As it turns out, Mauch's description of the wood aptly characterizes the African sandalwood, a local hardwood that later visitors also found in the walls of the Great Enclosure. But no one would know that for years.
In the meantime, Mauch's line of reasoning, distinguished as it was by the most purblind logic, perfectly suited Cecil Rhodes, whose British South Africa Company (BSA) occupied Mashonaland in 1890. (Mashonaland lies just to the north of Great Zimbabwe.) Inextricably steeped in his native country's racist views, Rhodes bought into Mauch's take without a second thought. Indeed, on Rhodes' first visit to the site, local Karanga chiefs were told that "the Great Master" had come to see "the ancient temple which once upon a time belonged to white men."
All artifacts that Theodore Bent turned up pointed to an indigenous origin to Great Zimbabwe and its people, but he would have none of it.
________________________________________
Eager to nail down the edifice's exotic origins once and for all, Rhodes and his BSA quickly sponsored an investigation of Great Zimbabwe. They hired one J. Theodore Bent, whose only claim to expertise lay in an antiquarian interest born of travels through the eastern Mediterranean and Persian Gulf. He adhered just as tenaciously as Rhodes to the notion of the city's non-black origin, though to his credit he didn't automatically swallow the link to the Queen of Sheba. (As he set to work at Great Zimbabwe, he later recalled, "the names of King Solomon and the Queen of Sheba were on everybody's lips, and have become so distasteful to us that we never expect to hear them again without an involuntary shudder.")

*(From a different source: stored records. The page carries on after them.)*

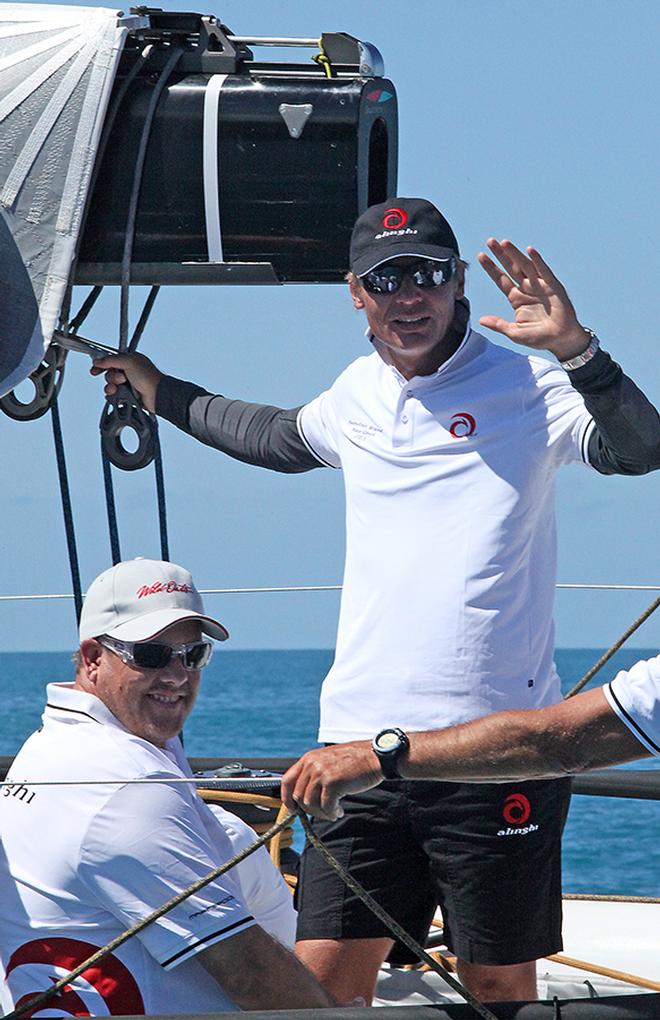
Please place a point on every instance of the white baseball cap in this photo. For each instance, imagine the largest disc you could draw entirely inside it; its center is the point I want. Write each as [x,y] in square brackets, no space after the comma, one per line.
[137,599]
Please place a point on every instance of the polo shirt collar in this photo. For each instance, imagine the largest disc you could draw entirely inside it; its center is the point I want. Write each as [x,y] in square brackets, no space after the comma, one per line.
[65,698]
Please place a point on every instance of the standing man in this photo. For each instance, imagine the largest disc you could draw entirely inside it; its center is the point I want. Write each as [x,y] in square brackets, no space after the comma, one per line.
[84,861]
[616,723]
[449,447]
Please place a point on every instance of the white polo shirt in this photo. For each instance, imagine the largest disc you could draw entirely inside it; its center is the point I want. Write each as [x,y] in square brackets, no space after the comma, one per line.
[82,863]
[635,696]
[446,611]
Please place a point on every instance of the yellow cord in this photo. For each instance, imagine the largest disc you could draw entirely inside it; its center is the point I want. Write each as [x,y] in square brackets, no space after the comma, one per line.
[322,59]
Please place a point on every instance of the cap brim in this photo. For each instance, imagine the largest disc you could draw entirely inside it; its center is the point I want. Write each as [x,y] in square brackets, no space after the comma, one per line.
[148,625]
[387,254]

All the artifacts Bent subsequently uncovered screamed "indigenous." Pottery sherds and spindle whorls; spearheads of iron, bronze, and copper; axes, adzes, and hoes; and gold-working equipment such as tuyères and crucibles—all were very similar to household objects used by the local Karanga. Yet Bent, incapable of following where the evidence might lead him, concluded ("a little lamely and nebulously," notes Garlake) that "a prehistoric race built the ruins ... a northern race coming from Arabia ... closely akin to the Phoenician and Egyptian ... and eventually developing into the more civilized races of the ancient world."

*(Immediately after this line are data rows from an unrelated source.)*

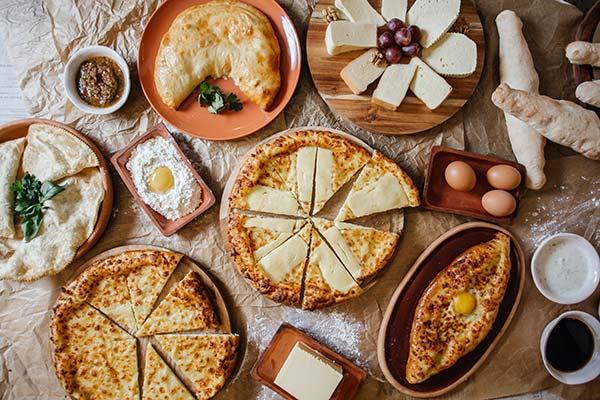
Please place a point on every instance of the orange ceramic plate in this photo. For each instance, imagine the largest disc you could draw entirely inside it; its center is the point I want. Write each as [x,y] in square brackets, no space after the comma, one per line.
[196,120]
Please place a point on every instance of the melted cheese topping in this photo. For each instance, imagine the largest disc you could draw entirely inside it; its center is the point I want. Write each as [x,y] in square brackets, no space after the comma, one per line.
[384,194]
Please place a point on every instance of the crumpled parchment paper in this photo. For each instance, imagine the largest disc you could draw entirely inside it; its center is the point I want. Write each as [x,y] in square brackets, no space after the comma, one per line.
[40,35]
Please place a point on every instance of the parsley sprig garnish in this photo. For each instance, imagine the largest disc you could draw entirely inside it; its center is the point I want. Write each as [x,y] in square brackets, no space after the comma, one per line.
[31,194]
[212,97]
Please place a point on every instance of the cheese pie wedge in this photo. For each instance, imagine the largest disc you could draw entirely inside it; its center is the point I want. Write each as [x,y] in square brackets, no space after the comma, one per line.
[458,308]
[381,186]
[327,281]
[186,307]
[206,360]
[363,251]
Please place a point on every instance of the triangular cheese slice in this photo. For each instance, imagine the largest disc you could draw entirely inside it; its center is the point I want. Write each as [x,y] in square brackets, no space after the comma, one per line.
[53,153]
[326,280]
[206,360]
[97,359]
[338,160]
[381,186]
[186,307]
[146,283]
[363,251]
[279,274]
[252,237]
[160,382]
[111,296]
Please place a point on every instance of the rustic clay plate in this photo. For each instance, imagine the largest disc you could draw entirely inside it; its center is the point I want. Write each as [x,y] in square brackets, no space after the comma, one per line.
[196,120]
[585,32]
[393,341]
[18,129]
[164,225]
[439,196]
[272,359]
[185,265]
[412,116]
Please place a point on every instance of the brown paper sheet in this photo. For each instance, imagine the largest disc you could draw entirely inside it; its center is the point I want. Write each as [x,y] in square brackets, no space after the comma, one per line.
[40,35]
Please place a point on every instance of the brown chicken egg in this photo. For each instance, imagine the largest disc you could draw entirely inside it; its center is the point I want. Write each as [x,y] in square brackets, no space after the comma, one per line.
[503,177]
[460,176]
[499,203]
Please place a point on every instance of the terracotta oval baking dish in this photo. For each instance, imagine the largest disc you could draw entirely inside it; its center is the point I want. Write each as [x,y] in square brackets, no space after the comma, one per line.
[393,341]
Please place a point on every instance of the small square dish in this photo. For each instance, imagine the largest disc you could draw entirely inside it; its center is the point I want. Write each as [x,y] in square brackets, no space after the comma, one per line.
[439,196]
[272,360]
[166,226]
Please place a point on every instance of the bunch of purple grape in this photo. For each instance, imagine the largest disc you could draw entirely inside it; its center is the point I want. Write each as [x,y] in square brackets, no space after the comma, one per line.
[399,39]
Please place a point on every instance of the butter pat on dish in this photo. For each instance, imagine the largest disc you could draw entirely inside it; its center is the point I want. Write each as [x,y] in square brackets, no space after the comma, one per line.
[307,375]
[344,36]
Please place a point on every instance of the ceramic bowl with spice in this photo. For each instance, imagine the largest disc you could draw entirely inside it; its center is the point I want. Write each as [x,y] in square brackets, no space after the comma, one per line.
[96,80]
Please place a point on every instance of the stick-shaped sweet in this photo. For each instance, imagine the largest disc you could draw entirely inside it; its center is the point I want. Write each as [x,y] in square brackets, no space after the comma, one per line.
[560,121]
[517,70]
[589,92]
[583,53]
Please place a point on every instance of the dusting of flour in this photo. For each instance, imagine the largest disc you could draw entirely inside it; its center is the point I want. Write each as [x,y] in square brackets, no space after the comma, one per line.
[185,195]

Bent was amateurish and narrow-minded but not utterly incompetent. The same could not be said of Richard Nicklin Hall, a local journalist and author of The Ancient Ruins of Rhodesia. In what would prove to be one of the most sickeningly misguided assignments in the history of archeological preservation, the BSA appointed Hall Curator of Great Zimbabwe, with a mandate to undertake "not scientific research but the preservation of the building." Instead, Hall, hell-bent on finally settling the issue of its origins, launched into a full-scale "archeological" investigation. Claiming he was removing the "filth and decadence of the Kaffir occupation," he scoured the site for signs of its white builders, discarding from three to 12 feet of stratified archeological deposits throughout Great Zimbabwe. An archeologist who visited the site shortly after Hall left deemed his fieldwork "reckless blundering ... worse than anything I have ever seen."
Word eventually got back to the BSA of Hall's desecration of southern Africa's greatest archeological treasure, and he was dismissed. But the damage had been done. "Hall's disastrous activities left only vestiges of archeological deposits within the walls," wrote Garlake in his book Great Zimbabwe, "a paucity that was to inhibit all future scientific work."